Somalia: Flooding has affected 132,000 people and displaced an estimated 60,000 as low-lying areas of Mogadishu have now been inundated, as well as areas of Middle Shabelle and Lower Juba. Main supply roads are impassable and some airstrips unusable The middle and lower reaches of the Shabelle River remain at high risk of flooding.
Yemen: 14.4 million people are now food insecure: two million more than in June and four million more than before the escalation of conflict in March. 7.6 million people are severely food insecure. Heavy fighting continues, in particular in Al Dhalee and Taizz governorates. Peace talks between Houthi and government representatives, which were expected to begin mid-November, are yet to take place.
Snapshot 4–10 November 2015
Nepal: Crossings on the India–Nepal border have been closed since late September as a result of protests, leading to fuel shortages that are severely hampering humanitarian assistance. Of particular concern are 400,000 people living in remote areas who cannot be reached during winter and need winterisation supplies. Hospitals in Terai region are reporting acute shortages of medicine, while food and cooking-gas shortages are reported across the country.
Snapshot 28 October – 3 November 2015
Syria: 1 million more people are in need of humanitarian assistance than a year ago, as the total is now at 13.5 million. 6.6 million people are internally displaced, with 120,000 newly displaced in Aleppo, Hama, and Idleb governorates. Shelter, food, and WASH are reported as priority needs for the newly displaced.

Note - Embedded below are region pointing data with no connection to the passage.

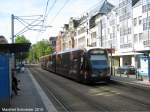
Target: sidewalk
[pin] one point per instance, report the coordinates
(31, 98)
(132, 79)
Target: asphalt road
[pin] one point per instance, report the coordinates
(68, 95)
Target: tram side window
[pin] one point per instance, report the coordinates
(65, 59)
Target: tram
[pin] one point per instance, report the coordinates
(88, 65)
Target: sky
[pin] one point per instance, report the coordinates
(58, 13)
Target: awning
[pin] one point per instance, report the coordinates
(15, 48)
(126, 54)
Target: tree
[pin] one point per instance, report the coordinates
(22, 55)
(21, 39)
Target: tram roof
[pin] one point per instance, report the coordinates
(77, 49)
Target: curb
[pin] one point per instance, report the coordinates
(48, 104)
(132, 82)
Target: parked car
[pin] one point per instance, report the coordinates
(127, 70)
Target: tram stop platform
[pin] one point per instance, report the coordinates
(142, 81)
(31, 97)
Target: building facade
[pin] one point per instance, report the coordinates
(124, 28)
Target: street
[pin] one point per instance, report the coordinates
(68, 95)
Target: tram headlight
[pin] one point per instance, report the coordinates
(94, 75)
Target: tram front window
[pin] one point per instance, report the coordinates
(99, 61)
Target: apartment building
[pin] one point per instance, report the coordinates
(124, 28)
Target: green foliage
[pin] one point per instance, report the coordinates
(39, 49)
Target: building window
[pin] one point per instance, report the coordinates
(140, 20)
(140, 36)
(135, 21)
(135, 38)
(93, 35)
(146, 23)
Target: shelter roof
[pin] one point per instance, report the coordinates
(15, 48)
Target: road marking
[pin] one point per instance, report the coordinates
(102, 91)
(48, 104)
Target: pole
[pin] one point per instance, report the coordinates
(101, 34)
(111, 61)
(12, 28)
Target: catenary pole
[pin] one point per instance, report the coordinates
(12, 28)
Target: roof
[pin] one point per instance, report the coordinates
(15, 48)
(134, 2)
(103, 8)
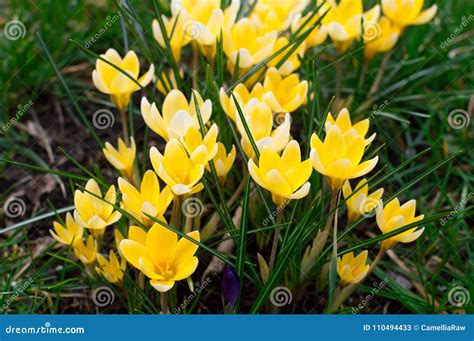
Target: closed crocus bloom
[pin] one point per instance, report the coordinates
(149, 200)
(111, 269)
(285, 176)
(343, 121)
(113, 82)
(339, 156)
(352, 270)
(343, 21)
(204, 20)
(317, 36)
(69, 233)
(222, 161)
(163, 258)
(194, 139)
(94, 211)
(174, 32)
(408, 12)
(384, 40)
(178, 114)
(180, 171)
(292, 62)
(242, 95)
(393, 216)
(361, 202)
(245, 43)
(259, 119)
(122, 158)
(284, 94)
(86, 253)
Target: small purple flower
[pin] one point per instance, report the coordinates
(230, 285)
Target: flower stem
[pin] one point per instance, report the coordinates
(123, 118)
(276, 238)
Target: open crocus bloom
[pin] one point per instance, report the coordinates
(180, 171)
(163, 258)
(339, 156)
(175, 32)
(361, 202)
(244, 43)
(408, 12)
(343, 121)
(284, 94)
(68, 234)
(149, 200)
(242, 95)
(111, 269)
(352, 270)
(343, 21)
(86, 253)
(259, 119)
(113, 82)
(393, 216)
(178, 114)
(285, 176)
(94, 211)
(121, 158)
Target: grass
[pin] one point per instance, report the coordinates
(408, 94)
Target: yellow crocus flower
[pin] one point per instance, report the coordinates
(148, 200)
(180, 171)
(385, 39)
(361, 202)
(259, 119)
(113, 82)
(284, 94)
(175, 31)
(285, 176)
(94, 211)
(245, 43)
(343, 121)
(393, 216)
(178, 114)
(204, 21)
(111, 269)
(343, 21)
(163, 258)
(86, 253)
(352, 270)
(222, 161)
(339, 156)
(122, 158)
(242, 95)
(408, 12)
(69, 233)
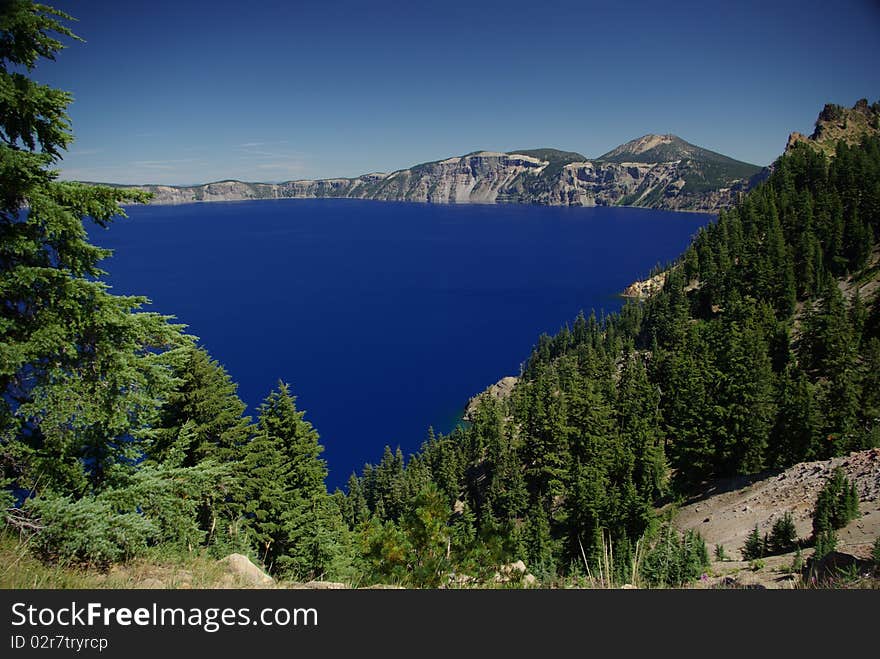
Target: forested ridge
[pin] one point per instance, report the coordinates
(121, 437)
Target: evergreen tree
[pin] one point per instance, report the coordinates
(289, 513)
(82, 372)
(203, 418)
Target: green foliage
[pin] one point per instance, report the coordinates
(673, 559)
(797, 563)
(783, 535)
(150, 507)
(836, 505)
(288, 513)
(82, 372)
(826, 542)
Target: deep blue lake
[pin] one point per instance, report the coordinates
(383, 317)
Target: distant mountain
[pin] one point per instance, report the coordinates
(655, 171)
(701, 169)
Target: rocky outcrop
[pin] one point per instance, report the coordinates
(671, 174)
(240, 568)
(836, 123)
(499, 391)
(645, 288)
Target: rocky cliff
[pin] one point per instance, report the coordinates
(681, 177)
(836, 123)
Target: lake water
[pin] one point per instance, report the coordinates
(383, 317)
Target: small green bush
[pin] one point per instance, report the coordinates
(754, 547)
(826, 542)
(836, 505)
(674, 560)
(88, 531)
(783, 535)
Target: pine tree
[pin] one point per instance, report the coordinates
(82, 372)
(203, 418)
(289, 513)
(754, 545)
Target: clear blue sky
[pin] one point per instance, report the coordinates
(192, 91)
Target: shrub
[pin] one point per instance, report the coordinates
(826, 542)
(675, 559)
(754, 546)
(783, 535)
(88, 531)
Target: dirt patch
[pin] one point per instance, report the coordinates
(730, 509)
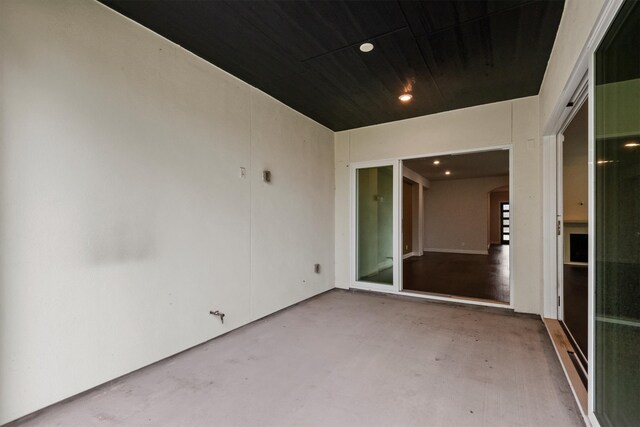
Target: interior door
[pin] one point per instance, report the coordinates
(375, 218)
(573, 262)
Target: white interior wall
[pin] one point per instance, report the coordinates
(124, 218)
(578, 19)
(457, 217)
(510, 122)
(417, 229)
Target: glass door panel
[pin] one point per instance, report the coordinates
(374, 225)
(617, 221)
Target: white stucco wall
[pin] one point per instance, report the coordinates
(123, 216)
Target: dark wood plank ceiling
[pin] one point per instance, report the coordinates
(452, 54)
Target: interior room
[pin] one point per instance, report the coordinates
(465, 246)
(573, 240)
(238, 213)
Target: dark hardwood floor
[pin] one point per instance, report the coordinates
(576, 296)
(461, 275)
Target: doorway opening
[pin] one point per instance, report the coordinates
(464, 224)
(573, 230)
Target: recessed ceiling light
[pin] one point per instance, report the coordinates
(366, 47)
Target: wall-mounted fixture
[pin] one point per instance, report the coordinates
(217, 313)
(366, 47)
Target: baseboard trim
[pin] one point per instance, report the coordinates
(458, 251)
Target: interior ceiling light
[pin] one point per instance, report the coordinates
(366, 47)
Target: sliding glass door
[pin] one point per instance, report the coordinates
(617, 221)
(375, 228)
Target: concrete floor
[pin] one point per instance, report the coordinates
(347, 359)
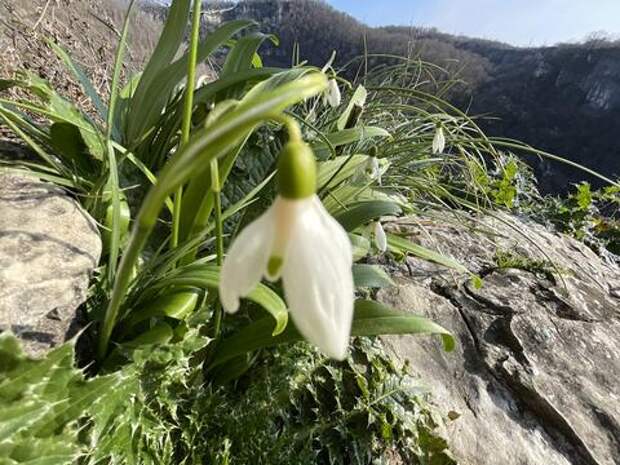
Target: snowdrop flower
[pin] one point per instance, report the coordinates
(311, 118)
(439, 141)
(332, 94)
(380, 237)
(298, 240)
(374, 170)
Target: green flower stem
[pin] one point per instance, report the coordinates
(188, 105)
(219, 239)
(113, 181)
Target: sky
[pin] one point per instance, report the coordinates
(518, 22)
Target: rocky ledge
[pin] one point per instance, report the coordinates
(49, 248)
(535, 377)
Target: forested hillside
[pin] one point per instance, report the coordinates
(564, 99)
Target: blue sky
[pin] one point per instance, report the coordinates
(519, 22)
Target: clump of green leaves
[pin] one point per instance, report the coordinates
(295, 406)
(506, 259)
(588, 215)
(43, 402)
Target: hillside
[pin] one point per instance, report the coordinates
(564, 99)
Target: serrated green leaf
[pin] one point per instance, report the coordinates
(369, 319)
(208, 277)
(370, 276)
(361, 213)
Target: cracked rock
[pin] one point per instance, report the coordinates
(49, 248)
(535, 373)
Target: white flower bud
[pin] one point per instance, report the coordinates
(439, 141)
(332, 94)
(380, 237)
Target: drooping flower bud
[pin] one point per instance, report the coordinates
(296, 171)
(380, 237)
(298, 240)
(439, 141)
(332, 94)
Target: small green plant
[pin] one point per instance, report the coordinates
(506, 259)
(588, 215)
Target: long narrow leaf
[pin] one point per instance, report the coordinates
(370, 319)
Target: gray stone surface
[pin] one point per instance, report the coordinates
(535, 379)
(49, 248)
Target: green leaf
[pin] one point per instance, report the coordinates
(373, 319)
(79, 74)
(148, 102)
(167, 46)
(362, 212)
(241, 56)
(403, 246)
(348, 136)
(208, 277)
(176, 305)
(340, 168)
(370, 319)
(371, 276)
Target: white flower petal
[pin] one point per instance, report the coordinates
(333, 93)
(380, 237)
(439, 141)
(318, 282)
(246, 261)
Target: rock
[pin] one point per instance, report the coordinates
(49, 248)
(535, 377)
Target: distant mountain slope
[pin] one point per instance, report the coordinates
(565, 99)
(87, 29)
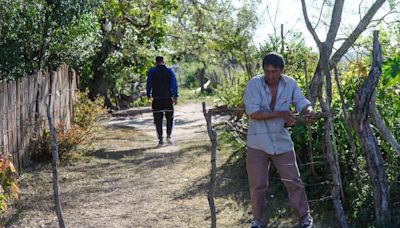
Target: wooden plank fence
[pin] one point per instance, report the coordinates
(23, 110)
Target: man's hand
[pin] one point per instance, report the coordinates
(309, 115)
(289, 118)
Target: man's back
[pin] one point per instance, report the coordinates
(161, 82)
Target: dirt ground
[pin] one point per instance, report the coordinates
(128, 182)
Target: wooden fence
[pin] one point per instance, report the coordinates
(23, 110)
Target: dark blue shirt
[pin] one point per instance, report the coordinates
(161, 78)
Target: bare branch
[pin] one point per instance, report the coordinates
(359, 9)
(335, 21)
(362, 25)
(320, 14)
(309, 26)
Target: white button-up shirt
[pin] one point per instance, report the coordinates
(270, 135)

Snapshot 21-27 October 2015
Snapshot 14–20 October 2015
Yemen: 2.3 million people are now displaced in Yemen – an increase of almost 900,000 since August. The increase is mainly explained by better data collection, but continued insecurity has also caused new displacement. Severe acute malnutrition (SAM) levels are at 8.9% in Hodeidah and 3.8% in Hajjah, far exceeding the emergency threshold. Global acute malnutrition (GAM) is above the emergency threshold in Aden, Hodeidah, and Hajjah governorates.
Chad: Violence continues to fuel large-scale displacement in Lac region. Suicide attacks on 10 October killed 41 people and wounded 48 at a busy Bagasola market and a refugee camp on the town’s periphery. Over 71,000 people who have been displaced since July face urgent shelter, food, WASH and health needs.
Afghanistan: The humanitarian situation in Kunduz is deteriorating as fighting for control of the city continues. Aid organisations have withdrawn, after a Médecins Sans Frontières hospital was bombed in an airstrike, killing 22 and injuring 37.
Burundi: At least eight civilians were killed in Bujumbura over the weekend as political violence persists, and people continue to flee. Some 128,000 people are reliant on food assistance: in some of the areas affected by insecurity, food prices are up to 95% higher than average.